Second, Paul described the substance of charity in a quasi "A-B-A" structure. The positives ("A") highlighted the negative ("B") Charity was patient and kind. It endures the negative with faith and hope.
Charity was not the activity of his opponents that spread their agenda. They promoted themselves, acted with arrogance, even engaged in shameful activities (backdoor politics?). As they sought personal gain, they provoked others, instilled animosities, and celebrated when others "lost face." These were not the hallmarks of Christian community.

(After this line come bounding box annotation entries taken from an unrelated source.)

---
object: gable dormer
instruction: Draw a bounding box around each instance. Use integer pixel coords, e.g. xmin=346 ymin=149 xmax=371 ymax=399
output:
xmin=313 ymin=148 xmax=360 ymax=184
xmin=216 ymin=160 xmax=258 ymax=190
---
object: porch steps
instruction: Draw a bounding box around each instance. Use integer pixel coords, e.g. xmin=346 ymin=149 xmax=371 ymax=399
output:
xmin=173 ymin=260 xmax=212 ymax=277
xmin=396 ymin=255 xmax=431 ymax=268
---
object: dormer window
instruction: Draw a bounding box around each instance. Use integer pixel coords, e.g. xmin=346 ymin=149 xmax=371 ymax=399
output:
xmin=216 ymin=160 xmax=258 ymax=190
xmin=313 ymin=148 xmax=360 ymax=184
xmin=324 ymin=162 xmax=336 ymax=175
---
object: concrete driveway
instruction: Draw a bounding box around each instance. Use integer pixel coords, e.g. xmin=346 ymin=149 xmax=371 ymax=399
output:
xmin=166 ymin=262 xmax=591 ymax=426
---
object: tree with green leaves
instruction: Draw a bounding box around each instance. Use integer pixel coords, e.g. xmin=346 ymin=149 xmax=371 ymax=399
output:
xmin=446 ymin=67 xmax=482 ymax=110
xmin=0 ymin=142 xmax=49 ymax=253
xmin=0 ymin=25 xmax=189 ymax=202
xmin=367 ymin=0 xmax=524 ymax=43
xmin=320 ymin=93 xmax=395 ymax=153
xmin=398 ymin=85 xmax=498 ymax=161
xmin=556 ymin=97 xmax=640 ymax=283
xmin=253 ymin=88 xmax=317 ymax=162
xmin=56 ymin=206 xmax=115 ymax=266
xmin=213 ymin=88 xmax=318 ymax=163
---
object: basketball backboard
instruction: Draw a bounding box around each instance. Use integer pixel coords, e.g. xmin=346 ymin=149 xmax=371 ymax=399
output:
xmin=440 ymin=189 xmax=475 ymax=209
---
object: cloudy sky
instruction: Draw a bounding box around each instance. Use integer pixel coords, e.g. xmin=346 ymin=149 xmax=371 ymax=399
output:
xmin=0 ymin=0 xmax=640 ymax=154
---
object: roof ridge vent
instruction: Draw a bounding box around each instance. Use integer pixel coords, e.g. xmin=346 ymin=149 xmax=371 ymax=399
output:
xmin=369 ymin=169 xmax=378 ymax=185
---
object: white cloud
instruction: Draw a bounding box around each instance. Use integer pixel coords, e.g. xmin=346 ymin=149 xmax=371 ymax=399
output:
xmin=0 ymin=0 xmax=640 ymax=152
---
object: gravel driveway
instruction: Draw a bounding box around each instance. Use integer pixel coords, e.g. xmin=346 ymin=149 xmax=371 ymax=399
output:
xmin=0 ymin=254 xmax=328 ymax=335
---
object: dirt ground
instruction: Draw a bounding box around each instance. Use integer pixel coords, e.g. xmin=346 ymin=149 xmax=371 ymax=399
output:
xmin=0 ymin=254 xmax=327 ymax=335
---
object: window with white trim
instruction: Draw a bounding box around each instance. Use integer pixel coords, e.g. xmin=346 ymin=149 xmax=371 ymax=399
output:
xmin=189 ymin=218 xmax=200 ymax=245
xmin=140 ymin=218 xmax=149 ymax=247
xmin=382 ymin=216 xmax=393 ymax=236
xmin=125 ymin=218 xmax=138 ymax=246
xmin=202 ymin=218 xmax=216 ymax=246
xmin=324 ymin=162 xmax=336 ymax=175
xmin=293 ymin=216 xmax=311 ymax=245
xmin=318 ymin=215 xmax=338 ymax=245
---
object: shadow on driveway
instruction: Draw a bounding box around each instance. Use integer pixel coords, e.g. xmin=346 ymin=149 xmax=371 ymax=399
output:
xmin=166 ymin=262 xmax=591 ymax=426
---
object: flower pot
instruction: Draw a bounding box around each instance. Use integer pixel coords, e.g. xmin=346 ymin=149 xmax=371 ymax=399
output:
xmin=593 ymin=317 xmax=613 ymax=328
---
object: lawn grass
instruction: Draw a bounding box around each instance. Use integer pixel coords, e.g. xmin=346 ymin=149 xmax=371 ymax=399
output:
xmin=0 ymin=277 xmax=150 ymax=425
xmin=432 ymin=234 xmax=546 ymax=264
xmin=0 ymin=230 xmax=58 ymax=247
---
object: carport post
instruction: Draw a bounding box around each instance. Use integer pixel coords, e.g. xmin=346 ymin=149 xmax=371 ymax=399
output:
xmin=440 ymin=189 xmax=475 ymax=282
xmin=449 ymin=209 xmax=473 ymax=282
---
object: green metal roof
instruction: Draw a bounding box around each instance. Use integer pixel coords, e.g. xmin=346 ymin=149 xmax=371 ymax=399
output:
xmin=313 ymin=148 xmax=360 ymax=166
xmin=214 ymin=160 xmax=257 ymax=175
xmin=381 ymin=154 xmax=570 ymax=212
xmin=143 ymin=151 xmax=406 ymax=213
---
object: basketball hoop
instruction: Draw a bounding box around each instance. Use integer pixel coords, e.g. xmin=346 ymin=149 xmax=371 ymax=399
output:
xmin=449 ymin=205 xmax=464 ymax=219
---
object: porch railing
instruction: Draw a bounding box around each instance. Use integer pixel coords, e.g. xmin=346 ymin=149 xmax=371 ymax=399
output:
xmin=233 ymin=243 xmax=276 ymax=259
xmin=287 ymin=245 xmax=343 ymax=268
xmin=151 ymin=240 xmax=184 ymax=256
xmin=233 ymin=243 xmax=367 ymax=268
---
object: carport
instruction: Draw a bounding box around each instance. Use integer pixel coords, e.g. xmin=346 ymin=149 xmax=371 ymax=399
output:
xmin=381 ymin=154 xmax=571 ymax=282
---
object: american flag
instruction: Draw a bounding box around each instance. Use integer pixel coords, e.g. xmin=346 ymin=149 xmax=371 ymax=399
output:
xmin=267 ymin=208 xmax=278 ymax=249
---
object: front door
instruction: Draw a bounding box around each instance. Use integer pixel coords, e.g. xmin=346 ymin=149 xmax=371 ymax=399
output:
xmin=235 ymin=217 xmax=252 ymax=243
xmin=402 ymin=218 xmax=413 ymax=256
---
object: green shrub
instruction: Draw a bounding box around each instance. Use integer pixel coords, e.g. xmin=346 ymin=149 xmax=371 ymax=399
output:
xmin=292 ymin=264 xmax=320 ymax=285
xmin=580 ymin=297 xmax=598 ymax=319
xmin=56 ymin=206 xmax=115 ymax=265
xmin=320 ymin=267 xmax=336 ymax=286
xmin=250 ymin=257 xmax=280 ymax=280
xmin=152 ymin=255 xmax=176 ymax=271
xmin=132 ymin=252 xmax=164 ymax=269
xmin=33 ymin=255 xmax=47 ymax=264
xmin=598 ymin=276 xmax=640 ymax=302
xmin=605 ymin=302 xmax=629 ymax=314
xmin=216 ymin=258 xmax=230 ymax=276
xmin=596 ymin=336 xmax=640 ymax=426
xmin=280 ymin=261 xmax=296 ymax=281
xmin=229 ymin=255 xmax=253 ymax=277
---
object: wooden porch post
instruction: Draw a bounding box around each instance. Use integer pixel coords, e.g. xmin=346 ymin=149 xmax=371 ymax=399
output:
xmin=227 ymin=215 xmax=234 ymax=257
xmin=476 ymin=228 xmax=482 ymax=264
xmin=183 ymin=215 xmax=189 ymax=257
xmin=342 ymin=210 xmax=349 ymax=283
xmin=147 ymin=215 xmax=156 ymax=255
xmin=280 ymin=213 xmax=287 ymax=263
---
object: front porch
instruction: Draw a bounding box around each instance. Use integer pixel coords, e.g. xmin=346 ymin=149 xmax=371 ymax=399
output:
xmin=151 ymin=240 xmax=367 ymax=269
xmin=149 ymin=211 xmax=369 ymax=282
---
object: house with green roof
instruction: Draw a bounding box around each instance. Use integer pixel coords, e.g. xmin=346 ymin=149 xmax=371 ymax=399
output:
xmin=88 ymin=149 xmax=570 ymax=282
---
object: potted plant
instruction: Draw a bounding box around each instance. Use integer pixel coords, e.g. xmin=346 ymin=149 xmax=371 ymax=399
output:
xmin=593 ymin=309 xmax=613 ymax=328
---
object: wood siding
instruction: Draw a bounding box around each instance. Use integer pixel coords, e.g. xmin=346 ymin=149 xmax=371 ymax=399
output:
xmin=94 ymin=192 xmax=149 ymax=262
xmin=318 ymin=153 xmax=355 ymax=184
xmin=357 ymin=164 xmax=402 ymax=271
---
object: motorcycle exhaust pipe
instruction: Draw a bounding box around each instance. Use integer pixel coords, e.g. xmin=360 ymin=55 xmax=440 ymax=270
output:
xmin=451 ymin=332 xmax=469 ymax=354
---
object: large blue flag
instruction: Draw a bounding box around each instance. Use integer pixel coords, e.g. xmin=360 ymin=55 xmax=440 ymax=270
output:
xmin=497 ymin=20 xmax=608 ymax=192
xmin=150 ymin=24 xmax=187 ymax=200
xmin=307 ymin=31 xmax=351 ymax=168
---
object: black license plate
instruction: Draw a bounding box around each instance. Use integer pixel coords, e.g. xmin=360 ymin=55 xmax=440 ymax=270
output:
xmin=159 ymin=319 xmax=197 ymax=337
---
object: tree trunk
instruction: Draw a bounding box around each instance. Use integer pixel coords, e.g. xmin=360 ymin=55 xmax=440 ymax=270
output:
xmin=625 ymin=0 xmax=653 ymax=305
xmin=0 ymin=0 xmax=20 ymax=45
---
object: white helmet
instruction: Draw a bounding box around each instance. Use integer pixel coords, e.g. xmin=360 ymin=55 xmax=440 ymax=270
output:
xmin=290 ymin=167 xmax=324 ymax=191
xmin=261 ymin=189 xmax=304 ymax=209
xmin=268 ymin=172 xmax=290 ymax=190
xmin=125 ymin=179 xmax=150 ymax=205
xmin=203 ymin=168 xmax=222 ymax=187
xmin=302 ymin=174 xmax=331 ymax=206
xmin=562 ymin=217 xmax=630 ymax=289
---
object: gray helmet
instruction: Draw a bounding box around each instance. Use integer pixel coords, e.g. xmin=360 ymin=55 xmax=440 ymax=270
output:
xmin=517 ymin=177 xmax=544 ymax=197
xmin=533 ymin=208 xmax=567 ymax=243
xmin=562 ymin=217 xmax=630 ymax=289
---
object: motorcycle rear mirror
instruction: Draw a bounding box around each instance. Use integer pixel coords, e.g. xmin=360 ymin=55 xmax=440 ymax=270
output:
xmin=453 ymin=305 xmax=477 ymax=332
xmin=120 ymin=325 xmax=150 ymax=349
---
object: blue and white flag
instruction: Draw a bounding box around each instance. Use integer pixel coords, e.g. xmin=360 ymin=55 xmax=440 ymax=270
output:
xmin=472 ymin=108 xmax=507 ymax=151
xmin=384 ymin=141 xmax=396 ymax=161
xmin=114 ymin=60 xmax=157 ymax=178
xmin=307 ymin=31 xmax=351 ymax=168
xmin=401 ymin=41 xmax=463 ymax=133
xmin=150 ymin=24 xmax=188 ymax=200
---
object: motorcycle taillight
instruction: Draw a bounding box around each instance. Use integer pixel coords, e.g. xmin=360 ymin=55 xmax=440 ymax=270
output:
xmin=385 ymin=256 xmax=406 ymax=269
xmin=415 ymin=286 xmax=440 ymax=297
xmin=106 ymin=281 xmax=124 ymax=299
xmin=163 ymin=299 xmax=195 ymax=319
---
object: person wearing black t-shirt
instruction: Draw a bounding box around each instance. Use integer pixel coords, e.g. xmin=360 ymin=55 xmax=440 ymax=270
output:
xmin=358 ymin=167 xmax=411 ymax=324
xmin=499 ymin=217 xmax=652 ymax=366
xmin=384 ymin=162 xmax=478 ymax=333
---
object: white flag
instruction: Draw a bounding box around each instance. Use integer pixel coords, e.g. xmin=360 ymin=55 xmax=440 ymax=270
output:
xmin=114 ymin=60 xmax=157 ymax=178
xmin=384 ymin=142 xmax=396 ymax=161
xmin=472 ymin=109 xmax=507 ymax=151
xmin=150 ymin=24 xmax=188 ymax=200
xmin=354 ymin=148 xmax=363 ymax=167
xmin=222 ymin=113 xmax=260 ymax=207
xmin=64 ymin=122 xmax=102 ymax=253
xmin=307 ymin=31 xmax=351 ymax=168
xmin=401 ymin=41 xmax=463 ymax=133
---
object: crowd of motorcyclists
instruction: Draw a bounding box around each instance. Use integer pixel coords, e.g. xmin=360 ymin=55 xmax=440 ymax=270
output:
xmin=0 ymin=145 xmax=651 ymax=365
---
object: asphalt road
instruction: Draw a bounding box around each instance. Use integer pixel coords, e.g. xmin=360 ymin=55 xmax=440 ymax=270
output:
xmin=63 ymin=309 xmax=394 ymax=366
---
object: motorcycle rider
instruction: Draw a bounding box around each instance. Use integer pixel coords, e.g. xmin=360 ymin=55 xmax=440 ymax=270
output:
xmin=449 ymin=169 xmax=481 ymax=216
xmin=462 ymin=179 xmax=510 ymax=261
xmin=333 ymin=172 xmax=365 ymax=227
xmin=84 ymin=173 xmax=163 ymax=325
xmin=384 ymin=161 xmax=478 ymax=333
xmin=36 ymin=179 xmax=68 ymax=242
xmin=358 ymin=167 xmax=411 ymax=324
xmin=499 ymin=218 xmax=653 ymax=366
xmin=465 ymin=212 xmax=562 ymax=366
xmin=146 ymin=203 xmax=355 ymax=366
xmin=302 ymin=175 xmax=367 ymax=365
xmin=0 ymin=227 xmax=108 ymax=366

Third, against these attitudes and activities, Paul makes the most remarkable statement: charity never fails. This self-giving virtue would survive the last day and would define the Kingdom. When all other spiritual gifts faded away with the coming of the Lord, charity would remain. Prophecy and spiritual knowledge were, by nature, incomplete (imperfect and, so, lacking maturity). Their misuse could (and was) tearing apart the community. Charity, by nature, could never do this. Implicitly, charity could cause prophecy and spiritual insight to grow. The reverse was not always true.
Paul concluded with his famous hierarchy of the theological virtues: faith, hope, and charity. The greatest was charity. It defined the ideal of the Church. It defined life in the Kingdom.
Like the Corinthians, we share the human frailties of turf possession, social climbing, gossip, obsession with control... Sometimes, I think parish life is defined by these sins. But, as many times as I see the negative, I see three times the positive. Charity does live in the community. As bad as we can be, we are challenged by those who act from the heart. They make the community truly Church.
What has discouraged you at your local church? What has encouraged you? Who has inspired you to remain? Why do they inspire you?